但又想到这是赢的父亲,又跟着悲伤起来,他从未听过赢说及他父母的事。

“赢,把他放这吧。”

余佘在地上铺了一层他们带来睡觉的兽皮,示意赢可以放在上面。

不知是不是错觉,他看到赢似是...看了一眼搀扶的兽人嫌弃的皱了皱眉,随后给他丢到了一旁的草地上。

落地的“扑通”声响之大,站在一旁的余佘都觉得疼。

“赢...这样不好吧...”。

余佘看着地上出气多进气少的兽人,脑中却是天马行空,不会是赢给人打成这样的吧。

难道赢的父亲之前虐待过他?

余佘越想越有可能,赢这么傻,八成就是小时候营养不良造成的。

看着小虫子在与赢多少有几分相似的脸上爬来爬去,余佘还是有点接受不了。

他也没问在一旁收拾做饭的赢,自己给那兽人用清水清理了一边伤口,放在了那块兽皮上。

洗干净后余佘才发现他身上有着十分熟悉的伤口,那小而圆的血洞,身上交错藤条造成的伤痕没有余佘记得更清晰了。

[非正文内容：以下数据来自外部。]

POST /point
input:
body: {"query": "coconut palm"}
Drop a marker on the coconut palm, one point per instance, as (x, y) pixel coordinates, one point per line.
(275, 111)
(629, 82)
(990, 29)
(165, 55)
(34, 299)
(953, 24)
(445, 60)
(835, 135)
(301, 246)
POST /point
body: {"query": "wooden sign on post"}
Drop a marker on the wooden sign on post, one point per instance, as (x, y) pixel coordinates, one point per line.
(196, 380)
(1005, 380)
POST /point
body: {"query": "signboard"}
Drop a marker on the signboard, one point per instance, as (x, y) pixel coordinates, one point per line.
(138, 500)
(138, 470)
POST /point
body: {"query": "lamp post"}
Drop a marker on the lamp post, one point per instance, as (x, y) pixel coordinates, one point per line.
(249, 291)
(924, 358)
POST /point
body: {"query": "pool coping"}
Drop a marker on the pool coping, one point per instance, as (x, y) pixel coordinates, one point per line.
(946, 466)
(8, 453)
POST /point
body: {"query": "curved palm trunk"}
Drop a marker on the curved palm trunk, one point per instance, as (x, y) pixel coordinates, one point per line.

难道是鹟抓住了赢的父亲?余佘对着惨不忍睹的兽人思考着各种可能性。

“雌父,吃饭。”

二娃远处叫余佘的声音不怎么清晰,余佘还是立马起身,不再关注那个兽人。

赢没有提过他的父母,想必关系也不是很好,那他也不用费尽心思去讨好他的父母了。

余佘已经打算启程往回走,天气一天比一天寒冷,到了夜晚余佘实在受不了冰冷的帐篷,只能变回兽形钻进鹰的怀里。

幸好只是昼夜温差大,白天太阳出来时温度倒还不至于太低。

余佘出来这一趟深刻的意识到,外面再怎么样都是没有自己家好的。

在这耽误了有一个月,余佘想起过冬的物资还没有备全。

但临走之际又面临了一个问题,这个兽人怎么办?他还没醒,把他丢在这里必死无疑,可是带着吧...把他安置在哪啊。

“赢,你好像从来没有和我说过你家里的事呢?”

余佘试探地问赢对家人的态度,他怕直接问出口触及到赢的伤心事,别看赢这么大个子,实际上是一只情绪敏感的狗...鹰。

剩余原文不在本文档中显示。